I hit this exact problem building a document processing system that ran TensorFlow models on and off. PyO3’s initialization just doesn’t play nice with the initialize-finalize cycle - they’re fundamentally incompatible. Tried a bunch of cleanup strategies but nothing worked. Eventually I restructured the whole thing to keep the Python interpreter running for the app’s entire lifetime. Instead of reinitializing, I built a module reload system that clears specific entries from sys.modules and only reimports what’s needed between operations. This killed the PyO3 reinitialization error and kept memory usage reasonable. The trick was adding proper garbage collection calls and explicitly deleting large objects after each operation - otherwise you get memory bloat during long sessions.
had a similar issue with another lib too. PyO3 seems to hold on to some state so reinit can be a hassle. best to just keep the interpreter alive instead of starting/stopping it. it’s a bit messy but gets the job done.

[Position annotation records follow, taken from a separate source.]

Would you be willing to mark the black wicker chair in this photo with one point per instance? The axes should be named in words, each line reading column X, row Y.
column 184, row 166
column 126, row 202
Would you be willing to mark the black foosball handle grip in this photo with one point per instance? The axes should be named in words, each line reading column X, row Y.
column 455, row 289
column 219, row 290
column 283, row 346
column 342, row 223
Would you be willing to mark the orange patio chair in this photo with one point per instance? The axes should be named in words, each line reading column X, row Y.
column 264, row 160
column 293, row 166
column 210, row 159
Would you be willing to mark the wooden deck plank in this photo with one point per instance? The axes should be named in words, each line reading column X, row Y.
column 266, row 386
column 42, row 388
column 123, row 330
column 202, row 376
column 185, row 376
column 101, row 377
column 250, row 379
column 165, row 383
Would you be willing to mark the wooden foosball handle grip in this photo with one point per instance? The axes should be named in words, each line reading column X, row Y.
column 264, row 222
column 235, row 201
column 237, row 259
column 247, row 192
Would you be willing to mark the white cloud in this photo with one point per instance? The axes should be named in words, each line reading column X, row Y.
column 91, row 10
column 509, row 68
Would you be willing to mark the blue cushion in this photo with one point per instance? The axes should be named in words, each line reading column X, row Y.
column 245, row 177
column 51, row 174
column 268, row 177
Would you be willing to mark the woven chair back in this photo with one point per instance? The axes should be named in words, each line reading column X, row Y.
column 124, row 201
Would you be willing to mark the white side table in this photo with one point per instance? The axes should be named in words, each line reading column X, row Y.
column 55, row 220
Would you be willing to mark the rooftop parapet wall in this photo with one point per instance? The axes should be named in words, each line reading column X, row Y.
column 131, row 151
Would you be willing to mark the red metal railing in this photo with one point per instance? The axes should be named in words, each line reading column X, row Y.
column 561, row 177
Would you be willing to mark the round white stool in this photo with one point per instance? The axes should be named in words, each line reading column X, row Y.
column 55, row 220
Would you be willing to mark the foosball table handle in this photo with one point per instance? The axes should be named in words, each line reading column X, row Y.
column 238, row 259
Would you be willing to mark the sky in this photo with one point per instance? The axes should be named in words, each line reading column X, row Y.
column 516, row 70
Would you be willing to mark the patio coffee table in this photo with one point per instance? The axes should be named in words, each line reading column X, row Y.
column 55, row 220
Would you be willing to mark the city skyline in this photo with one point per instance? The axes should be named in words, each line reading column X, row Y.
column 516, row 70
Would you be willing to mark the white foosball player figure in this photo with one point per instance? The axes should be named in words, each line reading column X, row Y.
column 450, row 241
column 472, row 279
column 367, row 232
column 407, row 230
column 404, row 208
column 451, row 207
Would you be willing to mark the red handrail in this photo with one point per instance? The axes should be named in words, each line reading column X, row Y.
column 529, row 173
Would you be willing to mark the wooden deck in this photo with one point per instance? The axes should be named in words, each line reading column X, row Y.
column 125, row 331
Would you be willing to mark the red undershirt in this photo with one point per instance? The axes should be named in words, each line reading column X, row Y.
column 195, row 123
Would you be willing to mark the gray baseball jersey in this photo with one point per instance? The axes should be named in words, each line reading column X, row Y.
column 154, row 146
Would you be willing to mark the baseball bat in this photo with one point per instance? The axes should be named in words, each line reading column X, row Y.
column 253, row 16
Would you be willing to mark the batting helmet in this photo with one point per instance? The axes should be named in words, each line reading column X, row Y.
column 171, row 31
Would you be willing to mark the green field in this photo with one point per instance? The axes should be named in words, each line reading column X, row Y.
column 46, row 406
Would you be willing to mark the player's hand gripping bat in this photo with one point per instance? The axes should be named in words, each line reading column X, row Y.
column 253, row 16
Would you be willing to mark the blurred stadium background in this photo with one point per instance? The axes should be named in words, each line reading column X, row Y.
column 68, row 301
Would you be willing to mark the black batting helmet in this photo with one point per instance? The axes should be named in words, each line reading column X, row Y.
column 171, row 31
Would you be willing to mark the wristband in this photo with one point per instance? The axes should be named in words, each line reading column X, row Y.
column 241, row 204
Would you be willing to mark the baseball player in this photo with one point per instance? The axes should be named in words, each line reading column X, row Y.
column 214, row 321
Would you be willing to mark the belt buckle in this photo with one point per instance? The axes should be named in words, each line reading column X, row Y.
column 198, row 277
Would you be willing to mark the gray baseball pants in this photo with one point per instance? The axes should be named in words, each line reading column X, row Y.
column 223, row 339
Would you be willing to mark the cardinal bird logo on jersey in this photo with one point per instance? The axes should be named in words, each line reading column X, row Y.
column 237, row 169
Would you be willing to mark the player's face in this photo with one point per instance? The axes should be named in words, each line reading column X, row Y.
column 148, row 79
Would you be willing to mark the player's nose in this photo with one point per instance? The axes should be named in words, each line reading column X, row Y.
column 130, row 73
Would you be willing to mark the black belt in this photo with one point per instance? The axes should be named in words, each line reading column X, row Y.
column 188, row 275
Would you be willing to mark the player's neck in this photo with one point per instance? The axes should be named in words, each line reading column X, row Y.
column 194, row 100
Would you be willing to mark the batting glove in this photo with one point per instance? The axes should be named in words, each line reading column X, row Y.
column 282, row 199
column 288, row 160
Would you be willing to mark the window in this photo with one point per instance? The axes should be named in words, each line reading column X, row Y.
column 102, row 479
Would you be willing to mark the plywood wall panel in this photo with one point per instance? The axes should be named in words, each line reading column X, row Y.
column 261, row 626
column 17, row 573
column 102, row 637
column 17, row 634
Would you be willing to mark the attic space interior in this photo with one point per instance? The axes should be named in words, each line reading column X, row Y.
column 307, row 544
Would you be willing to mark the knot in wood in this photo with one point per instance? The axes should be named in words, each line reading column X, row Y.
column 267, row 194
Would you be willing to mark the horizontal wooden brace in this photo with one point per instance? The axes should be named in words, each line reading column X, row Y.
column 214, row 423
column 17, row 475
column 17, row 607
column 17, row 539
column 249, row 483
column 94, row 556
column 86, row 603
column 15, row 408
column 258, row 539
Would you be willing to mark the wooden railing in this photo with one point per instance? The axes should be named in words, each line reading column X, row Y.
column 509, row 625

This is a core PyO3 memory management issue. PyO3 modules create static global state during initialization that sticks around after the Python interpreter shuts down. When Py_FinalizeEx runs, it cleans up Python objects but can’t touch the Rust-side globals PyO3 maintains. I hit this exact problem in production when dynamically loading different ML models. Our workaround was keeping one long-running Python interpreter for the app’s entire lifetime instead of cycling it. We built a reset mechanism that clears sys.modules entries and reloads scripts when needed - gives you similar functionality without the restart overhead. You could also isolate TensorFlow ops in separate worker processes and use IPC, but that adds complexity and latency.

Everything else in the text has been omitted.